I suppose it would have been helpful if someone had actually, seriously, taken me aside and said: “Don’t risk your life for bad art. It’s not worth it.” But I was determined and stubborn, and I can’t blame any of them for this situation I got myself into.

When the gallery realized I was unconscious beyond my own control (or theirs), they called for an ambulance—and then had to cancel the public opening of “Art Disease” when the hospital said I’d fallen into a coma.

I could see and hear everything, though, drifting around the room as the doctors spoke and disapproved of me.

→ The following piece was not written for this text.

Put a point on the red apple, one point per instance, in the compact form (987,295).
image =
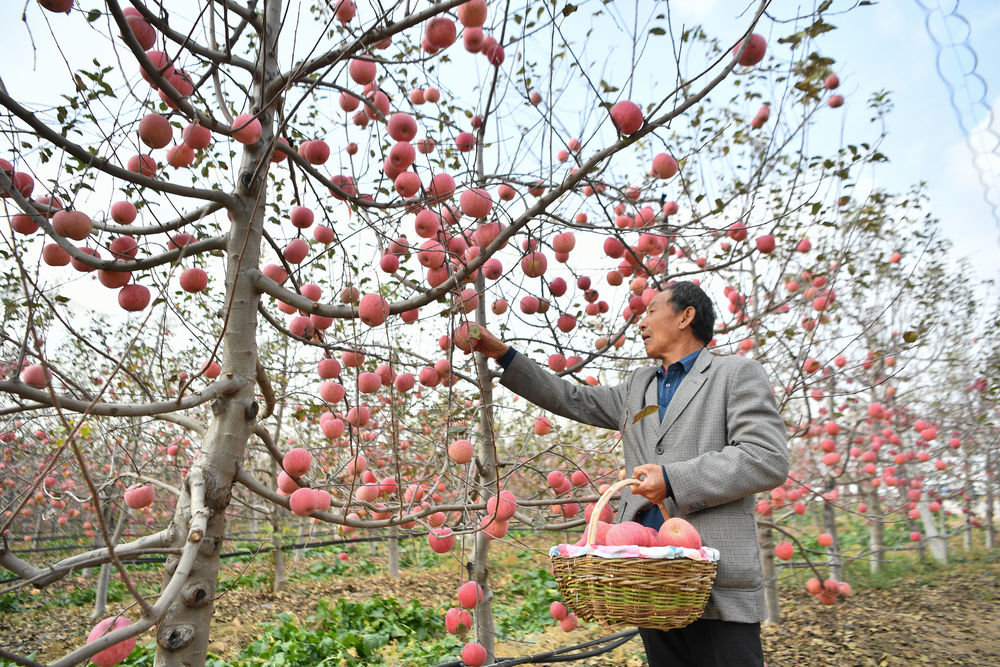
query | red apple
(676,532)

I wasn’t very happy about my change in environment, either—though the clinical décor of intensive care wasn’t all that different to the Saatchi, really.

People came to visit me, which was nice. Journalists came to visit me, which was nice until I read what they wrote about me. Apparently I was a symptom of the idiocy of modern art, I’d let PR ruin my life, I’d let hedonism poison me, and so on. They acted as if I didn’t already know that, that somewhere along the line I had actually chosen it.

In some ways, “Art Disease” was a huge success: lots of publicity, more visitors than were allowed, and some lively debate about the end of art. It was the high point of my career, certainly. And yet, sometimes, I wonder if I peaked too late; too comatose to really enjoy it.

 

As I float further away from the hospital bed, and watch Angie and Jason talk and laugh and miss me, I do wish I could join them—and that I’d joined them more before. And as I see the bright new work around them, I wish I could have been a better artist, too, I suppose.

I could keep feeling bad about not seeing my friends more before the coma, and how absurd my career ended up being, but instead I enjoy drifting here, invisibly—voyeuristically. I suppose it is simply a pleasure to see them again, to be close to them, however disembodied and fleeting.

 

After Früstück ends, I drift back to London, and back to thoughts of the past, that minor Retrospective.—All the things I decided never to regret; those who inspired all the work I never did. Exhibitions flash before me: a subjective, disjointed history of trying to do art, and failing at life—with only a looming, silent shark as company.